L’école était en session, la campagne de rappel des vaccins s’intensifiait et les vacances de Noël approchaient. Pour beaucoup, il y avait lieu d’espérer qu’après près de deux ans de peur et d’isolement, la fin de cette pandémie était enfin à portée de main.

Mais alors qu’il semblait initialement que la nouvelle souche, bien que hautement transmissible, avait un impact plus faible que ses prédécesseurs, le grand nombre d’infections a rapidement décimé la main-d’œuvre et menacé de submerger les hôpitaux.

Les experts en santé publique nous disent que ce n’est pas le moment de baisser la garde et de continuer avec le masquage, le lavage des mains, l’auto-dépistage, les vaccinations et en évitant les grandes foules.

Ces personnes ont tenu compte de ce conseil, mais COVID-19 les a quand même trouvées.

Gallant a déclaré que la pire chose à propos de contracter COVID-19 pendant les vacances était de savoir qu’elle l’avait transmis à ses enfants. «Je me sentais mal, dit-elle. (Robyn Miller/CBC)

Michelle Gallant, 33 ans, venait de recevoir son rappel

Michelle Gallant, assistante en éducation au Conseil scolaire du district d’Ottawa-Carleton, croit qu’elle a contracté la COVID-19 en classe juste avant les vacances de Noël.

Gallant a reçu son rappel ce samedi et a commencé à se sentir malade le mardi soir suivant.
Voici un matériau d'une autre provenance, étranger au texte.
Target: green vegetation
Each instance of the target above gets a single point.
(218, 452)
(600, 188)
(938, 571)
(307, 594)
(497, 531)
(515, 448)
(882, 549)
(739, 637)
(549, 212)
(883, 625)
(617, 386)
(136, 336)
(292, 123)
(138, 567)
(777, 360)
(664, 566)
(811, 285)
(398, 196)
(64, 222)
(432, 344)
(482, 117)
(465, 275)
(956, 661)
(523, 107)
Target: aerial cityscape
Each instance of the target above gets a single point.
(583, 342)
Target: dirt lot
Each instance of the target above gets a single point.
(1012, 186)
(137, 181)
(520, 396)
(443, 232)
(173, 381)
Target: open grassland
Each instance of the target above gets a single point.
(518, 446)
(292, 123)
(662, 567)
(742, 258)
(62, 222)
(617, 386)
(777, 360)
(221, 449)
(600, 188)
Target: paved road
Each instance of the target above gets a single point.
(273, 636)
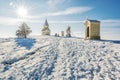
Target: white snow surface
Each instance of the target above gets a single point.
(58, 58)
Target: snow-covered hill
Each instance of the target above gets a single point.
(56, 58)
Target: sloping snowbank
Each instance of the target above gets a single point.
(56, 58)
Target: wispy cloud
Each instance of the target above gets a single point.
(53, 3)
(110, 22)
(68, 11)
(15, 21)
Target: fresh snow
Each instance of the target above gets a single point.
(58, 58)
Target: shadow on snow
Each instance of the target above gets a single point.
(25, 42)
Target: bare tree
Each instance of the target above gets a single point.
(23, 31)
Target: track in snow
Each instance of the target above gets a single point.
(65, 59)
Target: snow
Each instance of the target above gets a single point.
(58, 58)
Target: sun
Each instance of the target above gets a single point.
(22, 12)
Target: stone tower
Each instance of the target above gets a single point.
(92, 29)
(46, 30)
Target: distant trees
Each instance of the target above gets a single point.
(23, 31)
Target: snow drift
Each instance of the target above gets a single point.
(57, 58)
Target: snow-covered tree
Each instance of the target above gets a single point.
(23, 31)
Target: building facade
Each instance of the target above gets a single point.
(92, 29)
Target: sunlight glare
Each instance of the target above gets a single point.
(22, 12)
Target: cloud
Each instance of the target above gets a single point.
(53, 3)
(69, 11)
(16, 21)
(110, 22)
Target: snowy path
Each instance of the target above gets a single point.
(52, 58)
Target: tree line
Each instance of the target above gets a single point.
(24, 30)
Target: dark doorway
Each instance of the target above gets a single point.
(88, 31)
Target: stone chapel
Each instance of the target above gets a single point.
(92, 29)
(45, 29)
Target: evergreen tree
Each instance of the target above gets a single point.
(23, 31)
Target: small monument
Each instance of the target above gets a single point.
(68, 31)
(62, 33)
(92, 29)
(46, 30)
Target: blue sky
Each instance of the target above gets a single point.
(60, 14)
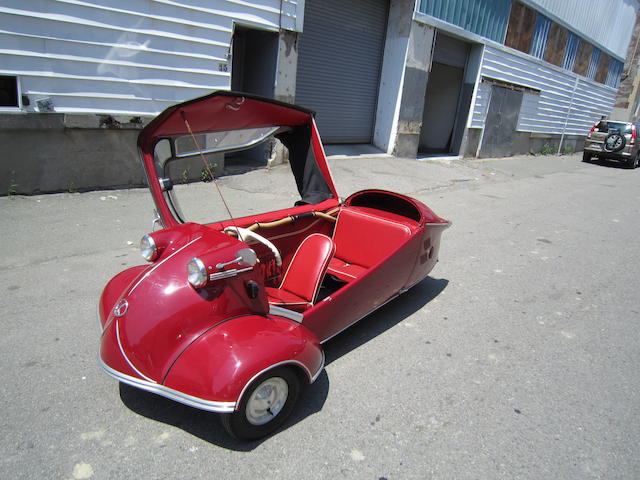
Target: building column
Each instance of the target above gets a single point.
(403, 81)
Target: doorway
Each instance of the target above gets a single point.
(254, 59)
(448, 96)
(501, 122)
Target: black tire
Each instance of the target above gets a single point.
(246, 424)
(614, 142)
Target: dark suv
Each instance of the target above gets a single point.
(613, 140)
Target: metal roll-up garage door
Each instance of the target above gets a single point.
(339, 60)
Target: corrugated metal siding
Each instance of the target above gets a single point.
(607, 24)
(487, 18)
(126, 56)
(545, 112)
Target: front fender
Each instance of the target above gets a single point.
(222, 362)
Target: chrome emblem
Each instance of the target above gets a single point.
(121, 308)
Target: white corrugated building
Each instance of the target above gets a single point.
(411, 77)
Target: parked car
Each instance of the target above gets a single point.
(613, 140)
(229, 316)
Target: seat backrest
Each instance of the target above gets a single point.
(364, 239)
(308, 266)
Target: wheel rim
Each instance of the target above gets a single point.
(267, 400)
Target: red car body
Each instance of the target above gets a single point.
(205, 346)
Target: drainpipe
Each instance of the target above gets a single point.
(566, 120)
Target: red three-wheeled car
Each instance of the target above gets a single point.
(230, 316)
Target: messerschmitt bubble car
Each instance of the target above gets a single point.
(229, 316)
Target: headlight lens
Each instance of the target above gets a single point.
(197, 273)
(148, 248)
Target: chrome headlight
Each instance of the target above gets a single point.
(148, 248)
(197, 273)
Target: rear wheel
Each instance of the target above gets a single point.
(265, 405)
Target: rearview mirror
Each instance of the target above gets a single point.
(247, 257)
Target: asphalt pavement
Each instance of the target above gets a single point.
(517, 358)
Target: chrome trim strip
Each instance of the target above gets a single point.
(317, 374)
(286, 313)
(228, 273)
(276, 365)
(402, 290)
(195, 402)
(117, 327)
(160, 263)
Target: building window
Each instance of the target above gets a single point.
(571, 51)
(556, 43)
(583, 58)
(603, 68)
(522, 21)
(593, 64)
(615, 70)
(540, 35)
(487, 18)
(9, 92)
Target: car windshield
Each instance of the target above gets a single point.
(621, 127)
(241, 161)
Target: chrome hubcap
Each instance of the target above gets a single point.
(267, 400)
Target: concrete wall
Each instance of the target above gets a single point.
(56, 152)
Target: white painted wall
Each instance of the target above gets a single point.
(128, 56)
(545, 112)
(608, 24)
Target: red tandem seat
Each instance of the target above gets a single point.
(362, 240)
(304, 275)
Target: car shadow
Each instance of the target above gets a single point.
(207, 426)
(603, 162)
(384, 318)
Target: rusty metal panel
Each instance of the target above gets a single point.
(521, 25)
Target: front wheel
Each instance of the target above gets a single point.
(265, 405)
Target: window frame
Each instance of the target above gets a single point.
(20, 106)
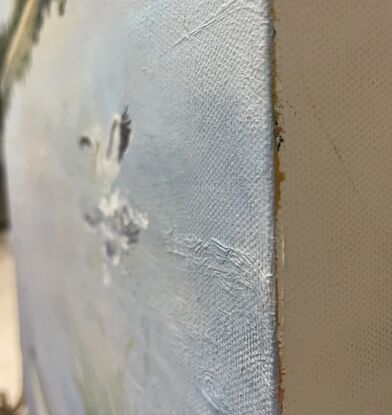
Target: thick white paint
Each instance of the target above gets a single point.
(182, 321)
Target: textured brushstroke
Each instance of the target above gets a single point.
(155, 235)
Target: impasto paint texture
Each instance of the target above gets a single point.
(140, 157)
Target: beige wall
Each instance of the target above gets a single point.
(334, 89)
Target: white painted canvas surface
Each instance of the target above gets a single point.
(146, 270)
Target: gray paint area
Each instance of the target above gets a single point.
(140, 159)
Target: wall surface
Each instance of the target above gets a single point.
(140, 158)
(334, 90)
Ses enfants, âgés de sept et 10 ans, ont commencé à ressentir les mêmes symptômes – enrouement, congestion, courbatures, fièvre et frissons – deux jours plus tard.

Ils sont malades et Noël a été gâché parce que j’occupais un emploi à haut risque et que je l’avais ramené à la maison.– Michelle Gallant

Le fils de sept ans de Gallant, qui souffre d’asthme, est devenu si malade que la veille de Noël, elle a dû l’emmener à l’hôpital d’Almonte, en Ontario, où vit la famille, pour une injection de dexaméthasone, un médicament couramment utilisé pour traiter le croup. .

Ce fut une expérience effrayante pour toutes les personnes impliquées, a-t-elle déclaré. Mais pour Gallant, savoir qu’elle avait probablement transmis COVID-19 à ses enfants était le pire.

« Je me sentais mal. Ils sont malades et Noël a été gâché parce que j’occupais un emploi à haut risque et que je l’avais ramené à la maison. »

La semaine dernière, Gallant et ses deux enfants toussaient toujours, mais en voie de guérison.

Robin Browne, sa femme et leur fils de 20 ans ont été testés positifs pour COVID-19, mais pas son plus jeune fils, 17 ans, et son père de 92 ans, qui séjournait avec la famille en décembre. (Soumis par Robin Browne)

Robin Browne, 58 ans, a commencé à se sentir malade juste avant Noël

Robin Browne, un résident d’Ottawa, a commencé à se sentir mal le matin après que lui et sa famille ont reçu leurs injections de rappel, deux jours avant Noël.

Au début, il l’a rejeté comme un effet secondaire du vaccin – il avait eu des réactions similaires aux doses précédentes – mais lorsque la fatigue et la congestion ont persisté, il a suspecté le COVID-19. Un test PCR lui a donné raison, même s’il dit que ses symptômes étaient relativement légers et gérables.

« C’était vraiment ça. Une fois cela passé, j’étais bon », a déclaré Browne, un professionnel des communications au gouvernement fédéral.

Sa femme et son fils aîné ont également été testés positifs, mais pas son fils cadet, 17 ans. Heureusement, le père de Browne, âgé de 92 ans, non plus, qui restait avec la famille avant d’emménager dans une maison de retraite.

« Nous devions être très prudents, c’est pourquoi nous avons été testés », a déclaré Browne.

Son père, qui a reçu son rappel en même temps que le reste de la famille, était resté au sous-sol, et Browne pense que la séparation, ainsi qu’un masquage soigneux et d’autres précautions, ont aidé à l’empêcher de tomber malade.

Dianne Brydon, 66 ans, et son mari, 52 ans, ont tous deux contracté COVID-19 avant Noël. « Personne n’est à l’abri de celui-ci », a déclaré Brydon à propos de la variante Omicron. (Soumis par Dianne Brydon)

Dianne Brydon, 66 ans, pensait qu’elle faisait attention

Dianne Brydon ne sait pas où elle a contracté COVID-19. Cela aurait pu être à son club de curling, où il y avait eu quelques cas plus tôt en décembre, ou cela aurait pu être lorsqu’elle faisait ses courses de Noël quelques jours avant que ses symptômes n’apparaissent le 17 décembre.

« J’étais dans et hors d’environ 10 magasins différents, donc cela aurait pu être n’importe où », a-t-elle déclaré. « Je pensais que je faisais attention, mais apparemment non. »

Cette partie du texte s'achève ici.